Sims’s experiments to repair VVF would never be condoned today. But the racist views that underpinned his achievements are no mere relic of the past.
As New York City Health Commissioner Mary Bassett has argued, the failure of medical institutions to grapple with the legacy of racism in medical experimentation is contributing to ongoing racial disparities in health outcomes. Racist health beliefs have proven remarkably durable not only because they were at the core of medical advances such as VVF repair but also because of an ongoing absence of “critical thinking and writing on racism and health in mainstream medical journals.” For example, the belief in biological differences in pain tolerance between black and white patients continues to affect American medical practice today — just one of a number of troubling beliefs about biological racial differences plaguing modern medicine.
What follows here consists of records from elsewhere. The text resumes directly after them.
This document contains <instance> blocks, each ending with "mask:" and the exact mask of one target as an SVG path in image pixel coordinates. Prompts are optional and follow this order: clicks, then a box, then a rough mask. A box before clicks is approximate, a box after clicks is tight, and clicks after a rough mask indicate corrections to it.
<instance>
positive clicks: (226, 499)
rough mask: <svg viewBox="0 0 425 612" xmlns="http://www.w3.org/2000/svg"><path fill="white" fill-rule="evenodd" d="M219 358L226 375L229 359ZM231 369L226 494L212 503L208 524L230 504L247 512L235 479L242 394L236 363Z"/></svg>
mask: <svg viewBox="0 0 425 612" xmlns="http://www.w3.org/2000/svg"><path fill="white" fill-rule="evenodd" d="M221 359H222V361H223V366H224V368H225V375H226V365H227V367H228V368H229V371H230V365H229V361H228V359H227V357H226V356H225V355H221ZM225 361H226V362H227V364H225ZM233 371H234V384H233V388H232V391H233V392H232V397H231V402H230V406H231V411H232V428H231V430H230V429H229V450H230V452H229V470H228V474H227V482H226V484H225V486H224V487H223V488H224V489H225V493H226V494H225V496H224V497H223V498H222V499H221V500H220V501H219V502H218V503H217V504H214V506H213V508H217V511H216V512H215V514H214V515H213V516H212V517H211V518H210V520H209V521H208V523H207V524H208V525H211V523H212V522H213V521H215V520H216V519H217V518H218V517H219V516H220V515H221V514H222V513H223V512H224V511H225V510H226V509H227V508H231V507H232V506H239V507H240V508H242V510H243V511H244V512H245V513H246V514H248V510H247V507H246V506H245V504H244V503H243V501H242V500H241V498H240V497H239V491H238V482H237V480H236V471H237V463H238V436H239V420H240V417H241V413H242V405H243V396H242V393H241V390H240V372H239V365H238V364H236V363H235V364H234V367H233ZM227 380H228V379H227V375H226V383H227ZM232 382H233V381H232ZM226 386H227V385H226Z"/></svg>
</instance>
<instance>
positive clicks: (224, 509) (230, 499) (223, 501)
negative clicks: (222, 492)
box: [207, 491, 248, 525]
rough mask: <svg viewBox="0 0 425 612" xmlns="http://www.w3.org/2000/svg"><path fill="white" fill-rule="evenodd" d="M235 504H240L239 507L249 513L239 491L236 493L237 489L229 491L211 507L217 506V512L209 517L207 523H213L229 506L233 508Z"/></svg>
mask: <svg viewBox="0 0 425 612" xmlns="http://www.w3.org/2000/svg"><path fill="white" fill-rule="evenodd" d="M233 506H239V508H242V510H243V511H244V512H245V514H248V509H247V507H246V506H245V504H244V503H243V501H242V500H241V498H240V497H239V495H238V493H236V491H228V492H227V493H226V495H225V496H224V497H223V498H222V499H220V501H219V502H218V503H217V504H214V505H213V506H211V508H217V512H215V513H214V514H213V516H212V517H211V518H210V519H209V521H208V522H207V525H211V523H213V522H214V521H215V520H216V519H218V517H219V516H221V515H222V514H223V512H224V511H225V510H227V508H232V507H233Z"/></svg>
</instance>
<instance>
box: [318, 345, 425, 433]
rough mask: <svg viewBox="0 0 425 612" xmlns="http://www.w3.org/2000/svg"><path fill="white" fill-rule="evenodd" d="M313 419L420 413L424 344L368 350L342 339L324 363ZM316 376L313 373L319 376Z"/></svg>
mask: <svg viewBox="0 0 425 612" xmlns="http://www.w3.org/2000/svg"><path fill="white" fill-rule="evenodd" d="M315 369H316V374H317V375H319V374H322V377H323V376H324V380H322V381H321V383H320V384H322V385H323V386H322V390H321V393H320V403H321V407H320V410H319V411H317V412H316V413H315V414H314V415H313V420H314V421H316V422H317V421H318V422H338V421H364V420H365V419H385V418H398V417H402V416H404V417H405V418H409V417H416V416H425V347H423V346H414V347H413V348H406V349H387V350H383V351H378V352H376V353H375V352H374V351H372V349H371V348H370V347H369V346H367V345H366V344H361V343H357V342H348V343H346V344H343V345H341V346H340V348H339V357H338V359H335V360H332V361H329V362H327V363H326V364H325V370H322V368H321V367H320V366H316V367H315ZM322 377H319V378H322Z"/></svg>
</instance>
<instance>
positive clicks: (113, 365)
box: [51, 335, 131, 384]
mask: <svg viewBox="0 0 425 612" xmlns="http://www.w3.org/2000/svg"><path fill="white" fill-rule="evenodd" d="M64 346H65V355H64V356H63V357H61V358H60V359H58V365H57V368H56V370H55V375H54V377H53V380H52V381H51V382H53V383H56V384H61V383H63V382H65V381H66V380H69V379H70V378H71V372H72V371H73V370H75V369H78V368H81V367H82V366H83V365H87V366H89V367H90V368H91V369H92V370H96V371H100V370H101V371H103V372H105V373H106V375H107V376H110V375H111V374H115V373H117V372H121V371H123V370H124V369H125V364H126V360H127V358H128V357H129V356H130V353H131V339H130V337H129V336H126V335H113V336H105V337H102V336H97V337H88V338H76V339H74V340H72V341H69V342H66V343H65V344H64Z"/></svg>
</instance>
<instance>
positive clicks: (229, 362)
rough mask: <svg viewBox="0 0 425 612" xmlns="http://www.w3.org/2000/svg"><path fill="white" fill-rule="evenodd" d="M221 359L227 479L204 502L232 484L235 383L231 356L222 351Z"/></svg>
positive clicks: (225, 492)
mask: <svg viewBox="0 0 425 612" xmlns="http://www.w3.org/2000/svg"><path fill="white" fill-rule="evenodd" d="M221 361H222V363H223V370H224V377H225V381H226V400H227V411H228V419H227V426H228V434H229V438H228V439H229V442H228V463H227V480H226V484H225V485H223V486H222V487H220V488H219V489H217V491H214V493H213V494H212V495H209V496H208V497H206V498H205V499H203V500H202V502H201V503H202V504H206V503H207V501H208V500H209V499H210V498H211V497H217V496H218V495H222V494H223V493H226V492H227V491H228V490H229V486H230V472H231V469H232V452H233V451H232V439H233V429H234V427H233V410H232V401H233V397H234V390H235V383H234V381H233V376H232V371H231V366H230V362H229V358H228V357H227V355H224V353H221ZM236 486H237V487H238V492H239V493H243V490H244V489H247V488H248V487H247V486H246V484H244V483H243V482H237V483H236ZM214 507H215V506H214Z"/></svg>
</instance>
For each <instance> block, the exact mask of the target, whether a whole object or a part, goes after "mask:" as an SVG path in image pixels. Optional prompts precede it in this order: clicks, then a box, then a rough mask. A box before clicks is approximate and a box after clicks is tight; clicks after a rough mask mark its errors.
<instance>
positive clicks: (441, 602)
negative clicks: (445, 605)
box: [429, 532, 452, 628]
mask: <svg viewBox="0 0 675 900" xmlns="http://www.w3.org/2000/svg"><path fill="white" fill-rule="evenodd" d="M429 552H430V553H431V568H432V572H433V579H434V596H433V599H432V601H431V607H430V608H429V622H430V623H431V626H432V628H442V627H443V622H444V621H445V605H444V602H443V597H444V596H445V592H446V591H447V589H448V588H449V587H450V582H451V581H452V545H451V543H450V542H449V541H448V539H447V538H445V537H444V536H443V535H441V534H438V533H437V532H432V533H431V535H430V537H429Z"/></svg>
A 2016 survey found that about half of white medical students and residents in the sample endorsed false beliefs about biological differences between black and white patients. For example, 25 percent of medical residents agreed that blacks have thicker skin than whites. Strikingly, “participants who endorsed more false beliefs about biological differences between blacks and whites showed a racial bias in the accuracy of their treatment recommendations.” These disparities remain particularly stark in obstetrics and gynecology. Today, black women are three to four times as likely to die from pregnancy-related causes than white women.
The persistence of racist medical beliefs, and their association with ongoing racial disparities in treatment and patient outcomes, represents a major challenge for 21st-century American medicine. Part of the process of addressing these ongoing disparities will involve reexamining incomplete or misleading historical narratives that contributed to their development. For more than a century, American medical societies, literature and textbooks have celebrated Sims’s achievements while largely ignoring the racist assumptions and institutions that made them possible.
Today, the pedestal in Central Park where Sims once stood is empty. A placard at the bottom reads that “plans are being developed to commission a new monument on the site.” One possibility would be a monument to the “mothers of American gynecology”: Anarcha, Lucy, Betsey and the other slave women upon whom Sims experimented, and whom he also enlisted to assist him as medical assistants. Their bodies and their labor have been rendered invisible for nearly two centuries, yet they, too, are part of the history of American medicine.
But beyond the decision about whether and how to replace a specific statue in Central Park, the greater challenge is to confront the broader racist beliefs that continue to influence American medical practice. Understanding the fuller context of Sims’s famed career is critical to addressing the racial inequities that remain today. And reevaluating the stories we tell about the past is a step to informing a more equitable future. That would be a greater medical legacy than any bronze monument.